- 1907 - IF Ben Sankey was born in Nauvoo, Alabama. His MLB career lasted for 72 games from 1929-31, all as a Bucco, and he hit .213 over that span. Ben stuck at it, playing minor league ball until 1941, waiting until he was 33-years-old before unlacing the spikes. The slick fielder spent six years with Montreal and three more with Baltimore in the International League, earning a spot in the IL Hall of Fame in 1947.
Milo Hamilton (photo Baseball Hall of Fame) |
- 1927 - Leland Milo Hamilton was born in Fairfield, Iowa. Milo had the unenviable and ultimately untenable job as Bob Prince’s replacement in the broadcast booth. His quiet demeanor was a stark contrast to the Gunner’s folksy ways & boosterism, and the gig wore thin on both Hamilton and the City. He moved on to the Cubs job in 1980 and discovered that working with Harry Caray wasn’t much easier than replacing Prince. Milo finally found a home in Houston in 1985, where he broadcast for 28 years until his retirement in 2012. Hamilton was the 1992 recipient of the Baseball Hall of Fame's Ford C. Frick Award and was also inducted into the National Radio and Texas Radio Halls of Fame.
- 1943 - LHP Luke Walker was born in DeKalb, Texas. He worked eight years (1965-66, 1968-73) for the Bucs, with a line of 40-42-9/3.47. Walker had a breakout 1970, going 15-6 with a 3.04 ERA and was a member of the 1970-72 championship teams. He started, closed and did everything in between. The lefty worked just one more MLB campaign beyond Pittsburgh, when he was sold to the Tigers before the 1974 season.
- 1948 - The Bucco hand was caught in the cookie jar... Commissioner Happy Chandler fined the Pirates $2‚000 for violating the NL bonus rule when the Pirates signed ML Lynch as a scout while offering his son Danny a $6,000 contract.
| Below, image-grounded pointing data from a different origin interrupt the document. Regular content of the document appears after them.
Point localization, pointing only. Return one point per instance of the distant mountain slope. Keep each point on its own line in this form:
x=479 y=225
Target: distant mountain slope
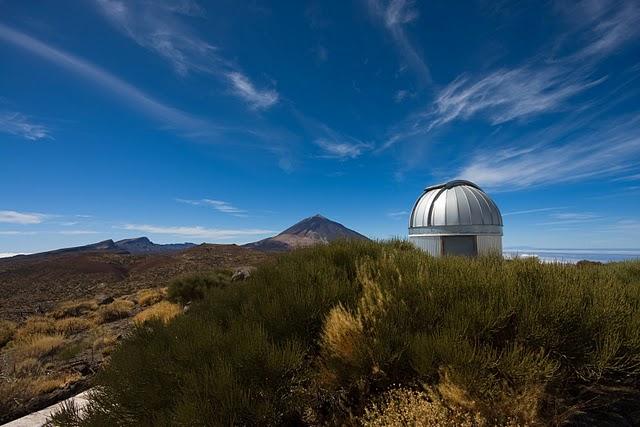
x=104 y=246
x=309 y=231
x=136 y=246
x=29 y=282
x=142 y=245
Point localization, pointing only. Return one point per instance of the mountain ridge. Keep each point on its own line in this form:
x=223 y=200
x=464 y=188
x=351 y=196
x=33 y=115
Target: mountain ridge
x=313 y=230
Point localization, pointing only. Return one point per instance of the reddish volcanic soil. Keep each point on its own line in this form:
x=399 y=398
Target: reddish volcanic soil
x=32 y=284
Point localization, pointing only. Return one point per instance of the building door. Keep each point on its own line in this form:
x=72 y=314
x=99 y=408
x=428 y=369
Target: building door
x=459 y=245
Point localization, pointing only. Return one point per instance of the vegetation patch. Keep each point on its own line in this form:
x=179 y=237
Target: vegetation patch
x=193 y=287
x=146 y=297
x=163 y=311
x=354 y=331
x=7 y=329
x=37 y=346
x=118 y=309
x=74 y=308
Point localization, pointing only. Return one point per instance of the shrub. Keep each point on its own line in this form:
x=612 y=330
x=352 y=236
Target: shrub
x=402 y=407
x=37 y=346
x=16 y=392
x=194 y=286
x=150 y=296
x=44 y=325
x=118 y=309
x=104 y=343
x=7 y=329
x=319 y=334
x=163 y=311
x=74 y=308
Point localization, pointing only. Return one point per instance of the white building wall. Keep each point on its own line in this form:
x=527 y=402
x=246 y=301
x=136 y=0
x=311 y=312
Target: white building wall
x=489 y=245
x=429 y=244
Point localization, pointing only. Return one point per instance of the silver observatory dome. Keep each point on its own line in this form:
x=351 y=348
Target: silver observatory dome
x=456 y=218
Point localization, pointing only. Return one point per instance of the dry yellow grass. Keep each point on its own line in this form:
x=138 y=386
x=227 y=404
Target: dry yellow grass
x=403 y=407
x=44 y=325
x=104 y=341
x=118 y=309
x=7 y=329
x=37 y=346
x=150 y=296
x=17 y=391
x=164 y=311
x=74 y=308
x=29 y=365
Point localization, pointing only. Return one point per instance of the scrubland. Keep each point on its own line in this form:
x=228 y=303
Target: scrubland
x=51 y=355
x=365 y=333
Chandler saw the deal (and probably rightly so) as an attempt to sway the second baseman's decision. Lynch was declared a free agent and signed with the Cubs. He played just seven MLB games.
- 1970 - LHP Sean Lawrence was born in Oak Park, Illinois. Drafted by the Pirates in the 6th round of the 1992 draft out of the College of St. Francis, his seven games in 1998 as a Bucs was the extent of his big league career, finishing with a slash of 2-1/7.32. He later pitched in the San Diego and Arizona systems, retiring in 2002 to become a police officer in the Village of Westmont.
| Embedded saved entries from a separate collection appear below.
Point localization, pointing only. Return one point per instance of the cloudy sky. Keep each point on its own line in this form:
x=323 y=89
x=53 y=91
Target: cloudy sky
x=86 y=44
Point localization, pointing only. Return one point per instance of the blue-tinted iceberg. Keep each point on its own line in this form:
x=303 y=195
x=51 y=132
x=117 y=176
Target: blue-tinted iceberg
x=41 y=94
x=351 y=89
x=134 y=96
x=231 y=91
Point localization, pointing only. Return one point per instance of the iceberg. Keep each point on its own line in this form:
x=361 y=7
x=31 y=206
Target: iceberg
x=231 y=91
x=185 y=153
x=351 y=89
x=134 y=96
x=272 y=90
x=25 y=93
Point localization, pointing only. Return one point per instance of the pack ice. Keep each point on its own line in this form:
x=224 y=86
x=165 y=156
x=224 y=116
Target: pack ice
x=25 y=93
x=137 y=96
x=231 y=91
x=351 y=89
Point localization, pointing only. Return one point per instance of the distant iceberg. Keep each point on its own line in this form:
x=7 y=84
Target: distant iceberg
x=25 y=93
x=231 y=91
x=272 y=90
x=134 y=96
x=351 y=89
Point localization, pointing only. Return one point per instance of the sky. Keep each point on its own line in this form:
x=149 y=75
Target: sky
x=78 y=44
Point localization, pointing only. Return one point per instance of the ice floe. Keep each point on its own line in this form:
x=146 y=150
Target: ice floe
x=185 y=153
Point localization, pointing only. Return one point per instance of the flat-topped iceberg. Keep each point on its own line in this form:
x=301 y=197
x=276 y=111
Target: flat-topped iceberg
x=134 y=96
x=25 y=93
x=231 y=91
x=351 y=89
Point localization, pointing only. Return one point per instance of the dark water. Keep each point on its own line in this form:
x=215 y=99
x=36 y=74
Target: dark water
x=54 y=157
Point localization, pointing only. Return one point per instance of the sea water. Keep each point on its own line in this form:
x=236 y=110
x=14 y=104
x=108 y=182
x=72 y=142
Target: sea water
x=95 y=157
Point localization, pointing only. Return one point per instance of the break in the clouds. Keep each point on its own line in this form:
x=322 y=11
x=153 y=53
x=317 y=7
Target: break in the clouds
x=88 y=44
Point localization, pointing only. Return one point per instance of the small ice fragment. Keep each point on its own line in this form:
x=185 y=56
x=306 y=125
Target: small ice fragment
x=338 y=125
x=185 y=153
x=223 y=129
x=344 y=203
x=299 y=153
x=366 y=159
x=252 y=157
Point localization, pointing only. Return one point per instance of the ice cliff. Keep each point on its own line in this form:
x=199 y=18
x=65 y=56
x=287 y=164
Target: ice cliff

Roberto Clemente 2000 Upper Deck |
- 1972 - With his 2,971st knock as a Bucco, Roberto Clemente broke Honus Wagner's record for the most hits in the history of the franchise. The record-setting blow was a three-run homer off Giant hurler Sudden Sam McDowell in the bottom of the fourth inning during an 6-3 victory at Three Rivers Stadium. He would end his career with 3,000 hits.
- 1972 - LHP Bob Veale, 36, was sold to the Boston Red Sox after an 11-year career in Pittsburgh that saw him win 116 games and save six more, starting 255 times in his 341 Buc outings. His 1,652 strikeouts are still the Pirate mark for a LHP and second overall in Bucco history.
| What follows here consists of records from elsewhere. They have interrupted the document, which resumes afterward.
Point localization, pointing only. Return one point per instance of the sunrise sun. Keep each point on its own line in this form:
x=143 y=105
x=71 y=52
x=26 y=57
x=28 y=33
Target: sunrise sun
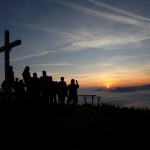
x=108 y=86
- 1983 - 1B Gaby Sanchez was born in Miami. He joined the Pirates from the Marlins in 2012 as the right-hand half of a first base platoon, first with Garrett Jones and then with Ike Davis. He played for the Bucs through 2014, hitting .241, before going to Japan. He spent a year there and then dropped off the pro ball radar after the Mariners released him in camp the following spring.
- 2009 - The Pirates were swept by the Reds 5-3, the first time they were broomed in Cincinnati since 1975. But it wasn’t all gloom (although in a 99-loss season, there weren’t many highlights) as Garrett Jones hit the club's 10,000th home run since Pittsburgh joined the NL in 1887.